While Ed Harris looks the part, he hams it up in a performance with about as much subtlety as Beethoven the dog. Anna slots into the role of a woman who becomes subservient to a great male genius like Phantom Thread and Girl With a Pearl Earring, while developing her own music talents, demanding to be taken seriously as a woman. Yet she never really questions her place as Beethoven the human’s copyist-cum-cleaner-cum-nurse, and her relationship with boyfriend Martin (Matthew Goode) is about as developed as Beethoven’s 10th Symphony.
The one thing it has over Amadeus is more focus on musical detail, with scenes of composition, discussion of keys and melodies and a ten minute version of the Ninth Symphony which is the best scene in the film.

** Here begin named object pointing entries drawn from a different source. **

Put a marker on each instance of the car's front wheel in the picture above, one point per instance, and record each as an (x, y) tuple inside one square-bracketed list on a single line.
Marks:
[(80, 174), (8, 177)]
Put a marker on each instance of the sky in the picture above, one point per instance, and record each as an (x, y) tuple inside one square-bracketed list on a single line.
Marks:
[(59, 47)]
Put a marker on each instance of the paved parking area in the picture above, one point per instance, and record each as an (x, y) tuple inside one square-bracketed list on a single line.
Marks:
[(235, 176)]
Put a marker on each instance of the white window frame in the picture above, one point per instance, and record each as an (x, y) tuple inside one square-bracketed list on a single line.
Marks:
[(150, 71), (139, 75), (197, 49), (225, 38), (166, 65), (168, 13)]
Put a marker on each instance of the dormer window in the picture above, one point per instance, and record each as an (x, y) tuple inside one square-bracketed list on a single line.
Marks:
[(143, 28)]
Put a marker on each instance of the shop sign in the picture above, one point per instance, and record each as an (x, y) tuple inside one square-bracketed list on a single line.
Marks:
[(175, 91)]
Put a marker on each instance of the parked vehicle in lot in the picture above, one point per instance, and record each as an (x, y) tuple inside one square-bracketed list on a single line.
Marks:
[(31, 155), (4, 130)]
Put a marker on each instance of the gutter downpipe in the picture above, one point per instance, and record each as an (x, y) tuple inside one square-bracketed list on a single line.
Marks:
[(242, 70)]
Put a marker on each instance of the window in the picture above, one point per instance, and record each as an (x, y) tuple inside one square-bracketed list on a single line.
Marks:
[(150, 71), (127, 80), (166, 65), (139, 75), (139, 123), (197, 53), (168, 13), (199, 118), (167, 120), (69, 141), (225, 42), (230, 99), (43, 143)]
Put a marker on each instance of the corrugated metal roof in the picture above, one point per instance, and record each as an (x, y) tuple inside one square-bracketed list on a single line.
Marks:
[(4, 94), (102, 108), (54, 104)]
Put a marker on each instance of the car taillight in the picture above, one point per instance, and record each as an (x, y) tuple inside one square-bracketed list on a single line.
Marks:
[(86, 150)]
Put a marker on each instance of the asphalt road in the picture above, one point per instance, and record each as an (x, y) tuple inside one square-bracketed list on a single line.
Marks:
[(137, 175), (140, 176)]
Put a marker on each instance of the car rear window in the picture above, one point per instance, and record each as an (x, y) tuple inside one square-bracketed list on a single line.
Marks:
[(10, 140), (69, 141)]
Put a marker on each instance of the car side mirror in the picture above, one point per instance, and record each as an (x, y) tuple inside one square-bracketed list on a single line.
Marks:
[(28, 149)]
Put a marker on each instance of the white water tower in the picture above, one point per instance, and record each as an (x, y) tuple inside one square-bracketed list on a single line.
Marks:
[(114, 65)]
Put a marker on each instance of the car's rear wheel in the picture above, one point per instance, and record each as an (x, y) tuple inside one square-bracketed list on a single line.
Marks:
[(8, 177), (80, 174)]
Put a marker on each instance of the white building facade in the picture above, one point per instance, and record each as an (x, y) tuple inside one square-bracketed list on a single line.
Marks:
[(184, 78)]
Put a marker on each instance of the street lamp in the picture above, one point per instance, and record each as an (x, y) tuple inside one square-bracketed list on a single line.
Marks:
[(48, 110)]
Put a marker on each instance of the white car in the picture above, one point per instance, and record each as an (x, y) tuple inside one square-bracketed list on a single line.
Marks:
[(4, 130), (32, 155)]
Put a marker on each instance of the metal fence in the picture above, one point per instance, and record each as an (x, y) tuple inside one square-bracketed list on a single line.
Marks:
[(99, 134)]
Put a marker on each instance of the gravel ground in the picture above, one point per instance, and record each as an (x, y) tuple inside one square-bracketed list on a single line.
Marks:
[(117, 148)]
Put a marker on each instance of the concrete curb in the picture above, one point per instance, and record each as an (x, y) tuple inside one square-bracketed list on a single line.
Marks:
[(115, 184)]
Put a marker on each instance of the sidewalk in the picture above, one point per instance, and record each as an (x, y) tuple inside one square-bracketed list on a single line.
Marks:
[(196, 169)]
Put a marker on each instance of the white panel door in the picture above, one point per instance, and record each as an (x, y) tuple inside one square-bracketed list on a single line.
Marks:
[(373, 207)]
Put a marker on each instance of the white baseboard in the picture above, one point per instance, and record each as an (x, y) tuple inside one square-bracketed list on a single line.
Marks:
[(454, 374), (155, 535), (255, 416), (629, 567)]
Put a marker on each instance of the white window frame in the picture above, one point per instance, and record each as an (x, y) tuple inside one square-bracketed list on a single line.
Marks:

For obvious reasons it can’t include the whole thing, but the scene of its premiere is well constructed as Anna supports Beethoven to conduct while overcoming his (selective) deafness.
When making a film about a great artist there’s always a risk of paling in comparison to their work, but unfortunately Copying Beethoven would fall flat even if it was about Tracey Emin.